Según el New York Times, el vicepresidente del Banco Central japonés, Masayoshi Amamiya, hablando en una reunión en Nagoya, expresó dudas de que las criptomonedas emitidas por los bancos centrales pudieran mejorar los sistemas monetarios existentes y dijo que el Banco Central de Japón no tiene intención de emitir su propia criptomoneda.
El artículo también afirma que algunos expertos financieros consideran que dichas criptomonedas son una herramienta a través de la cual los bancos centrales pueden controlar la economía si las tasas de interés caen a cero.

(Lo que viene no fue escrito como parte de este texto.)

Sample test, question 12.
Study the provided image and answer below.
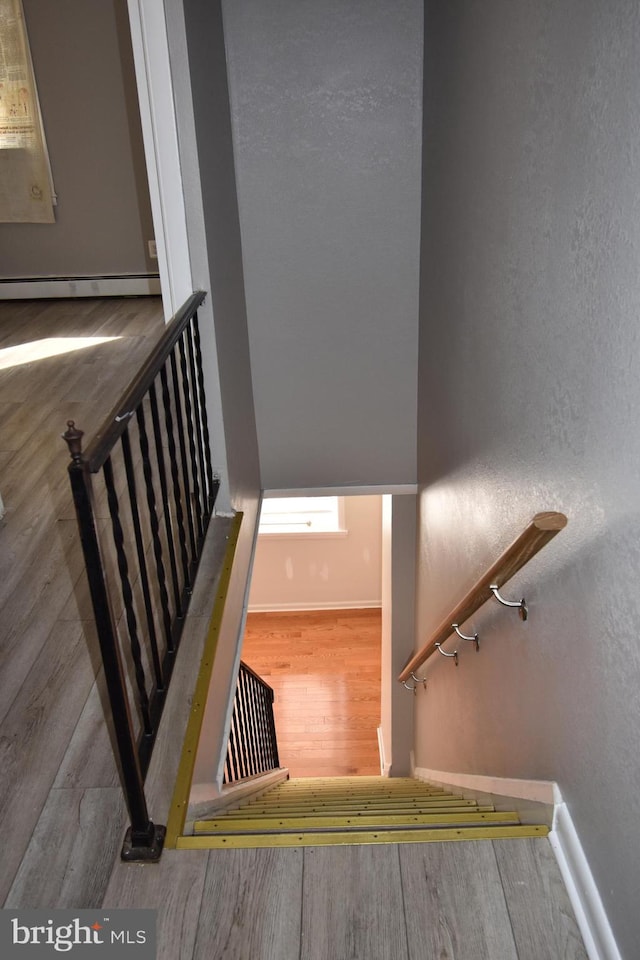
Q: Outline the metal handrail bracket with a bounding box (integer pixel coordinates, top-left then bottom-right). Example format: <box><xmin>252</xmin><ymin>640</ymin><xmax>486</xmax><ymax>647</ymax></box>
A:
<box><xmin>398</xmin><ymin>511</ymin><xmax>567</xmax><ymax>683</ymax></box>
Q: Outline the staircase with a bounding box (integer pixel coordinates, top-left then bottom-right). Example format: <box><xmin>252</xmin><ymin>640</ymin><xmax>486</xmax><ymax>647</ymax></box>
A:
<box><xmin>179</xmin><ymin>777</ymin><xmax>549</xmax><ymax>849</ymax></box>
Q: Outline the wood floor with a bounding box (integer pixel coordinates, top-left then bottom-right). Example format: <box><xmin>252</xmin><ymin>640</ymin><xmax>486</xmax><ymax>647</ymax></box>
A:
<box><xmin>0</xmin><ymin>297</ymin><xmax>164</xmax><ymax>904</ymax></box>
<box><xmin>0</xmin><ymin>299</ymin><xmax>586</xmax><ymax>960</ymax></box>
<box><xmin>242</xmin><ymin>610</ymin><xmax>382</xmax><ymax>777</ymax></box>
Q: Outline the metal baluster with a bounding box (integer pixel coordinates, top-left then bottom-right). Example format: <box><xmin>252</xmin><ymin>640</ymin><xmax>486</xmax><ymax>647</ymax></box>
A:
<box><xmin>63</xmin><ymin>420</ymin><xmax>165</xmax><ymax>860</ymax></box>
<box><xmin>260</xmin><ymin>684</ymin><xmax>271</xmax><ymax>770</ymax></box>
<box><xmin>180</xmin><ymin>327</ymin><xmax>208</xmax><ymax>539</ymax></box>
<box><xmin>122</xmin><ymin>430</ymin><xmax>164</xmax><ymax>690</ymax></box>
<box><xmin>229</xmin><ymin>684</ymin><xmax>240</xmax><ymax>781</ymax></box>
<box><xmin>236</xmin><ymin>673</ymin><xmax>248</xmax><ymax>780</ymax></box>
<box><xmin>160</xmin><ymin>365</ymin><xmax>190</xmax><ymax>588</ymax></box>
<box><xmin>240</xmin><ymin>670</ymin><xmax>256</xmax><ymax>777</ymax></box>
<box><xmin>149</xmin><ymin>383</ymin><xmax>183</xmax><ymax>618</ymax></box>
<box><xmin>267</xmin><ymin>688</ymin><xmax>280</xmax><ymax>770</ymax></box>
<box><xmin>249</xmin><ymin>674</ymin><xmax>264</xmax><ymax>773</ymax></box>
<box><xmin>102</xmin><ymin>457</ymin><xmax>153</xmax><ymax>736</ymax></box>
<box><xmin>136</xmin><ymin>404</ymin><xmax>175</xmax><ymax>652</ymax></box>
<box><xmin>192</xmin><ymin>312</ymin><xmax>220</xmax><ymax>511</ymax></box>
<box><xmin>169</xmin><ymin>348</ymin><xmax>196</xmax><ymax>568</ymax></box>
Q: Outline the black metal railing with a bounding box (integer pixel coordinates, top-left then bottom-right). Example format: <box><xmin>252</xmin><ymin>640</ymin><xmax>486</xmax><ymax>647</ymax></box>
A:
<box><xmin>63</xmin><ymin>293</ymin><xmax>219</xmax><ymax>860</ymax></box>
<box><xmin>223</xmin><ymin>663</ymin><xmax>280</xmax><ymax>783</ymax></box>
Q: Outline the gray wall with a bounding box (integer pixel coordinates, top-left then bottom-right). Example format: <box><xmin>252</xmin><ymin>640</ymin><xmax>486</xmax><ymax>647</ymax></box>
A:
<box><xmin>0</xmin><ymin>0</ymin><xmax>158</xmax><ymax>278</ymax></box>
<box><xmin>416</xmin><ymin>0</ymin><xmax>640</xmax><ymax>960</ymax></box>
<box><xmin>223</xmin><ymin>0</ymin><xmax>422</xmax><ymax>489</ymax></box>
<box><xmin>166</xmin><ymin>0</ymin><xmax>260</xmax><ymax>516</ymax></box>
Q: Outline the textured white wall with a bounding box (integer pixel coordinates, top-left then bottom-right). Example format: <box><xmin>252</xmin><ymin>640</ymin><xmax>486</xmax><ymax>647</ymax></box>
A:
<box><xmin>249</xmin><ymin>497</ymin><xmax>382</xmax><ymax>610</ymax></box>
<box><xmin>223</xmin><ymin>0</ymin><xmax>422</xmax><ymax>489</ymax></box>
<box><xmin>416</xmin><ymin>0</ymin><xmax>640</xmax><ymax>958</ymax></box>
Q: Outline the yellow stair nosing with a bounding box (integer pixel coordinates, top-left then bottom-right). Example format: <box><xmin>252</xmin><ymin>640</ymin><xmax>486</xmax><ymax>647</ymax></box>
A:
<box><xmin>193</xmin><ymin>810</ymin><xmax>520</xmax><ymax>833</ymax></box>
<box><xmin>176</xmin><ymin>824</ymin><xmax>549</xmax><ymax>850</ymax></box>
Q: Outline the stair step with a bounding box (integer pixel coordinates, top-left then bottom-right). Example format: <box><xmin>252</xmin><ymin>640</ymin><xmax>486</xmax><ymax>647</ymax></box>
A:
<box><xmin>184</xmin><ymin>777</ymin><xmax>549</xmax><ymax>849</ymax></box>
<box><xmin>194</xmin><ymin>811</ymin><xmax>520</xmax><ymax>833</ymax></box>
<box><xmin>244</xmin><ymin>794</ymin><xmax>480</xmax><ymax>809</ymax></box>
<box><xmin>177</xmin><ymin>824</ymin><xmax>549</xmax><ymax>850</ymax></box>
<box><xmin>220</xmin><ymin>803</ymin><xmax>495</xmax><ymax>818</ymax></box>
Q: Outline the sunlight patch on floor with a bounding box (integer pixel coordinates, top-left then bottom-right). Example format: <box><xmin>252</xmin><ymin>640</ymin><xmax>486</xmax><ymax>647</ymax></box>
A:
<box><xmin>0</xmin><ymin>337</ymin><xmax>121</xmax><ymax>370</ymax></box>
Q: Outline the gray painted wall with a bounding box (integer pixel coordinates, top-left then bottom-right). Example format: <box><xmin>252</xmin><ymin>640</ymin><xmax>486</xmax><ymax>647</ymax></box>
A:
<box><xmin>223</xmin><ymin>0</ymin><xmax>422</xmax><ymax>489</ymax></box>
<box><xmin>416</xmin><ymin>0</ymin><xmax>640</xmax><ymax>960</ymax></box>
<box><xmin>0</xmin><ymin>0</ymin><xmax>158</xmax><ymax>278</ymax></box>
<box><xmin>172</xmin><ymin>0</ymin><xmax>260</xmax><ymax>517</ymax></box>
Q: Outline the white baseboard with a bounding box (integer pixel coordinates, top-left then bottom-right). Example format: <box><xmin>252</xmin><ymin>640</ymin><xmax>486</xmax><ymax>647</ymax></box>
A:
<box><xmin>248</xmin><ymin>600</ymin><xmax>382</xmax><ymax>613</ymax></box>
<box><xmin>549</xmin><ymin>802</ymin><xmax>622</xmax><ymax>960</ymax></box>
<box><xmin>0</xmin><ymin>273</ymin><xmax>161</xmax><ymax>300</ymax></box>
<box><xmin>412</xmin><ymin>768</ymin><xmax>622</xmax><ymax>960</ymax></box>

Según esta teoría, las criptomonedas emitidas por los bancos centrales brindan al banco central la oportunidad de estimular la economía cobrando más intereses sobre los depósitos de personas físicas y jurídicas, lo que a su vez los anima a gastar más dinero.
Sin embargo, Amamiya cree que cobrar intereses por las criptomonedas emitidas por el Banco Central sólo funcionaría si el Banco Central eliminara el dinero fiduciario del sistema financiero. De lo contrario, la gente seguirá convirtiendo criptomonedas en fiat para evitar pagar intereses.
Sin embargo, eliminar el fiat en Japón no es posible porque el fiat sigue siendo un método de pago popular y la criptomoneda está sujeta a especulación y no es un medio de pago estable.